65. Is a knowledge of the value of the various coefficients of any advantage? If so, state why.

66. Describe (a) what is commonly known by the term “retentive” or “retained” magnetism, and how the ship acquires it when in port and at sea; (b) its effect on the compass-needle whilst ship’s head continues in the same direction; (c) the immediate consequence when the direction of the ship’s head is altered; and (d) the special precautions to be invariably observed at sea on the alteration of the ship’s course.

67. Describe a “dumb-card” or “pelorus,” and its use (a) in compensating a compass, (b) in determining the deviation.

68. If you determine the deviation by an azimuth or an amplitude of a heavenly body, it is then combined with variation, which together is sometimes called the correction for the compass. State when the deviation is the difference between the variation and the correction, and when the sum; and when it is of the same name as that of the correction, and when of the contrary name

69. In observing azimuths of heavenly bodies, the best method is by “time azimuths,” since these can be observed without an altitude when the ship is in port, or when the horizon cannot be defined from any cause. Give the sun’s declination, the hour of the day, and the latitude to find the true bearing of the sun.*

70. By night, if it be desirable to observe the correction of the compass: Give the day of the year, and time at ship, also the latitude of the place, to determine what stars will be in good position for this purpose.

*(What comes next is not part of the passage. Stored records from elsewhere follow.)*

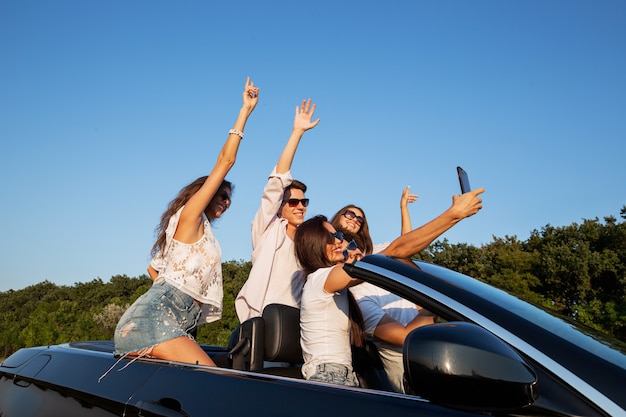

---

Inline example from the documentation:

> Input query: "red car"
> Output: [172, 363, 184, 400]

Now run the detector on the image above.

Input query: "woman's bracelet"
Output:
[228, 129, 243, 139]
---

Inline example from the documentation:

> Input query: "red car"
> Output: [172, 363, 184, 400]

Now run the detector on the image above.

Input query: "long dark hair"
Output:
[294, 215, 365, 347]
[150, 175, 234, 257]
[330, 204, 374, 255]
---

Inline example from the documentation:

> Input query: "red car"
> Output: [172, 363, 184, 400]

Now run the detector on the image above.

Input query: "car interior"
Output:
[223, 304, 391, 391]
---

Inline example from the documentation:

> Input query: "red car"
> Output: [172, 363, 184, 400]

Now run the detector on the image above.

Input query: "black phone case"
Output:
[456, 167, 472, 194]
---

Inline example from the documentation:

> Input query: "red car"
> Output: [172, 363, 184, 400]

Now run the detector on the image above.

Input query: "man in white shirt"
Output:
[235, 99, 320, 322]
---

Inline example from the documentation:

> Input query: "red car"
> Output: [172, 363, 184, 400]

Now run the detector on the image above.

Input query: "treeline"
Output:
[0, 206, 626, 357]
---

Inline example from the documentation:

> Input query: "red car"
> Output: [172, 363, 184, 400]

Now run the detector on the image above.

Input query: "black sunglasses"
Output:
[343, 210, 365, 224]
[343, 240, 359, 262]
[328, 232, 343, 243]
[285, 198, 309, 207]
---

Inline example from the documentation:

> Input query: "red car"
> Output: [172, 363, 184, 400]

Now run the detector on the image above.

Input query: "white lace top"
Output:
[150, 208, 224, 323]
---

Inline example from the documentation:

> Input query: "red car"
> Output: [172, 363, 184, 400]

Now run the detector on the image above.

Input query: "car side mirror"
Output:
[403, 322, 538, 412]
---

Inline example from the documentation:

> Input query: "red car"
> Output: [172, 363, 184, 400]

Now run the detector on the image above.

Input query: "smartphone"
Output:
[456, 167, 472, 194]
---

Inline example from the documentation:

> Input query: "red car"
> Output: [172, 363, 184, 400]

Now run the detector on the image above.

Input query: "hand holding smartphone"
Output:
[456, 167, 472, 194]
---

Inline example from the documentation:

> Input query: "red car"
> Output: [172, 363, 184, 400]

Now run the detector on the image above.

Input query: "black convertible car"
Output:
[0, 255, 626, 417]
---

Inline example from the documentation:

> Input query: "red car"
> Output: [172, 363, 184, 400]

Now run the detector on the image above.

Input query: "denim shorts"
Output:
[309, 363, 359, 387]
[114, 280, 200, 355]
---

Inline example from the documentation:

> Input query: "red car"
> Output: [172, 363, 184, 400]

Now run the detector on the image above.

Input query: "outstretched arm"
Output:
[374, 308, 435, 346]
[400, 185, 419, 235]
[381, 188, 485, 258]
[276, 99, 320, 174]
[174, 77, 259, 243]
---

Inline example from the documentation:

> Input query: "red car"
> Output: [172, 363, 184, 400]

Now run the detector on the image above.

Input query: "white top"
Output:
[372, 242, 391, 253]
[235, 167, 304, 322]
[300, 266, 352, 379]
[150, 207, 224, 323]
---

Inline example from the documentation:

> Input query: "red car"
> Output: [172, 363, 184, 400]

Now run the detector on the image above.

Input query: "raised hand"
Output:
[293, 99, 320, 131]
[243, 77, 259, 111]
[400, 185, 419, 207]
[451, 187, 485, 220]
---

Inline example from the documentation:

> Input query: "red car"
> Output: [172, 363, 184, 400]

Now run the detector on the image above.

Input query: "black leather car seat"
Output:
[230, 304, 304, 378]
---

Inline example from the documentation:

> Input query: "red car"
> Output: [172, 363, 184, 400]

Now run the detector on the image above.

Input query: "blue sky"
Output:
[0, 0, 626, 291]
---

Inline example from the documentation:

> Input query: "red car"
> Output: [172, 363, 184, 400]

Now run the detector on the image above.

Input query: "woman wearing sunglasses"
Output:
[331, 187, 484, 392]
[235, 99, 320, 322]
[294, 216, 365, 386]
[114, 77, 259, 366]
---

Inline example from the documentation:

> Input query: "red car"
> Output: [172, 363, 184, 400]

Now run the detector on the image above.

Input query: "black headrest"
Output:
[263, 304, 304, 363]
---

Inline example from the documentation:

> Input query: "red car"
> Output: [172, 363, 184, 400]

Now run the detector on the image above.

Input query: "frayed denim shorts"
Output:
[309, 363, 359, 387]
[114, 279, 201, 355]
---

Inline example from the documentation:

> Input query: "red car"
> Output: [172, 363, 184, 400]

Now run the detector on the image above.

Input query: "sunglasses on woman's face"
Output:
[343, 210, 365, 225]
[328, 232, 343, 243]
[343, 240, 359, 261]
[285, 198, 309, 207]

71. If your correcting-magnets are so mounted that their positions can be altered, describe the process by which, on open sea, you can place the ship’s head magnetic N. (or S.), and magnetic E. (or W.), and can make the correction perfect.

72. Give the name of a star, the time, the place of ship, the variation of the compass, and the bearing of the star by compass: determine the deviation, and name it east or west.

73. Would you expect any change to be caused in the error of your compass by the ship heeling over either from the effect of the wind or the cargo?

74. Describe clearly the three principal causes of the heeling error on board an iron ship.

75. Towards which side of the ship would that part of magnetism induced in continuous transverse iron (which was horizontal while ship was upright) help to draw the north point of the needle when ship heels over (a) in the Northern Hemisphere, (b) in the Southern Hemisphere?

76. Supposing the compass were placed between the two parts of a divided beam or other athwartship iron, towards which side of the ship would iron so situated help to draw the north point of the needle when ship heels over (a) in the Northern Hemisphere, (b) in the Southern Hemisphere?

The process of finding time azimuths by the ordinary formula of spherical trigonometry is tedious, and, since on board an iron ship these observations should be often repeated, the candidate will be allowed to use any table or graphic or linear method that will solve the problem within a half of a degree, the altitude of the heavenly body not being given.